That doesn’t mean I ignore my background. Nor does it mean that I sit around feeling kosher as corporate media constantly insults and berates the country of my birth.
Pictured – Russian SCUM
It’s a highhorse, soapbox, fingerwag that I’m talking about. The idea being that here in the West we have press freedom and journalistic ethics.
Julian Assange who has been in confinement for nearly a decade was just arrested.
Is this Putin’s doing?
Will there be the same sort of outcry about “the fourth estate” from CNN, MSNBC, etc. that happens when Trump sends a spicy tweet to a journo?
Pictured – Guccifer
I didn’t necessarily want to comment on this unfortunate situation from this angle. Maybe that’s exactly why I should. There is information aplenty about Julian Assange and the sort of work he has done. I encourage you to seek it out and form your own opinion. I suppose my little part in decrying this outrage will be to point out the eternal hypocrisy of corporate media.

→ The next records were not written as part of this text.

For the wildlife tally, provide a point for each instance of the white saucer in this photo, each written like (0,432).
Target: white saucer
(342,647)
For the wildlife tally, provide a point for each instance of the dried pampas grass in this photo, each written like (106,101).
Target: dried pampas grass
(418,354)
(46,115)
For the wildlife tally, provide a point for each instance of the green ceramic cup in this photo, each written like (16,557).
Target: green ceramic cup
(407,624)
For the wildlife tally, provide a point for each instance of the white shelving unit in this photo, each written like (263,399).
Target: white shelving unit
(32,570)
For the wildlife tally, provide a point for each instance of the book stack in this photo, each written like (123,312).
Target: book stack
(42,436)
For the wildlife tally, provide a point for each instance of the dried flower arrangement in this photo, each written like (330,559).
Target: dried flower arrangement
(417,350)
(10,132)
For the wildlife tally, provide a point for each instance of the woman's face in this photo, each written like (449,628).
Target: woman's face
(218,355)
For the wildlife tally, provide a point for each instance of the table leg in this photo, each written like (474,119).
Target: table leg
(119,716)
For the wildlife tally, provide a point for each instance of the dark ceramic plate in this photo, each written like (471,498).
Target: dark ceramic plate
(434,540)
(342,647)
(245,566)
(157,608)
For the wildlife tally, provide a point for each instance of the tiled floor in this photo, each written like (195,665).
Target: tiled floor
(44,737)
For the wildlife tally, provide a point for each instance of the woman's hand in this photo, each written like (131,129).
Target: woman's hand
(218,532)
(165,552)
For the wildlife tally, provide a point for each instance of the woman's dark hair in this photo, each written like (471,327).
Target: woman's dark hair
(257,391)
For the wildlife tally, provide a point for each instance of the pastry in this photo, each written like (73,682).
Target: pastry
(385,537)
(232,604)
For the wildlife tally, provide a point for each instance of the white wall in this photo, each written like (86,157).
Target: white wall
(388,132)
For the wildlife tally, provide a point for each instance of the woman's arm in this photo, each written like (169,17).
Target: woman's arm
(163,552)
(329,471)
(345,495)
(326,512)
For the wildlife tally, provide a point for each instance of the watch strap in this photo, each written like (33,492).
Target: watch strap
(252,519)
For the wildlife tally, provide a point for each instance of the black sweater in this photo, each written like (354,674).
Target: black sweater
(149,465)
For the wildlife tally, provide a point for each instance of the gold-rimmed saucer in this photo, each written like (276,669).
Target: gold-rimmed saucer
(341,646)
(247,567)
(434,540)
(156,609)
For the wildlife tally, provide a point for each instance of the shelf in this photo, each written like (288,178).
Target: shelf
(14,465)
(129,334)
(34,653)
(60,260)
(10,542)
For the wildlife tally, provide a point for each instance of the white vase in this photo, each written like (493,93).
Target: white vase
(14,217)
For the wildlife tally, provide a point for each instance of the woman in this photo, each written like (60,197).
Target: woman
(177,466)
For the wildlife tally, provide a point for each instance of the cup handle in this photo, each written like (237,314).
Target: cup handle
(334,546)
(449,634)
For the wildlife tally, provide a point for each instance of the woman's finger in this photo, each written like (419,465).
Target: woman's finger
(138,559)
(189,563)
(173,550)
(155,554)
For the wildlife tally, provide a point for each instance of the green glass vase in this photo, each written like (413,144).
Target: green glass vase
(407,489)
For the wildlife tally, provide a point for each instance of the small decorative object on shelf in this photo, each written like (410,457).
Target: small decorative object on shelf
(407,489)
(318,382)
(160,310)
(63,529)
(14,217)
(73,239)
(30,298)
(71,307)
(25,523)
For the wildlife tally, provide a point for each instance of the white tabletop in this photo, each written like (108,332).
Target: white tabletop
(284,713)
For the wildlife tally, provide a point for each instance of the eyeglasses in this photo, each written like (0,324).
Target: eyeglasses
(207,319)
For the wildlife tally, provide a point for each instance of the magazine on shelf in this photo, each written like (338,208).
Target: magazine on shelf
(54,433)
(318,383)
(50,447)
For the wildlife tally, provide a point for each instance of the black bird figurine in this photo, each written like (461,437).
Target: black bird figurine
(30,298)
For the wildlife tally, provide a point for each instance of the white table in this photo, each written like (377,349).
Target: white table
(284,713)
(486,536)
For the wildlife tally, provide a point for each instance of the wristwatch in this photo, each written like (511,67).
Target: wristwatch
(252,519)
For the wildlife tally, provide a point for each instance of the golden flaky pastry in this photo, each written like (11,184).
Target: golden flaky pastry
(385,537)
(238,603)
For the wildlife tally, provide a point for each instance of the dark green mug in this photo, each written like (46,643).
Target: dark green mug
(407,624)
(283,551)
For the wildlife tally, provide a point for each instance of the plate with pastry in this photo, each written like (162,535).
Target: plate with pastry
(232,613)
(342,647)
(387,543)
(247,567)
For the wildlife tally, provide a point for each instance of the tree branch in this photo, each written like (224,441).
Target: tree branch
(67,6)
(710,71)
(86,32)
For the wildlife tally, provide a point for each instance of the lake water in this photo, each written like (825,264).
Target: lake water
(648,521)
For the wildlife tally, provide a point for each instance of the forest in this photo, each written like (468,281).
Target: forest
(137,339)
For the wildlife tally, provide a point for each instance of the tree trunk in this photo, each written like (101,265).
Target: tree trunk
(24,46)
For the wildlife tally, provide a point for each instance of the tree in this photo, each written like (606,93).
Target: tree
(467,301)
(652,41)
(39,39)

An apparatus that has overseen decades of war, income disparity, and social decline with folded arms.
I do not deny that Russia has many problems. I do not know enough about Putin to approve or disapprove. Poor behavior in the United States is certainly not an excuse for poor behavior on the part of Russia.
But one must ask who grandstands the most on these particular issues?
Maybe I will be pleasantly surprised. And I do indeed hope that ‘The West’ bears the standard it promotes in regards to Mr. Assange.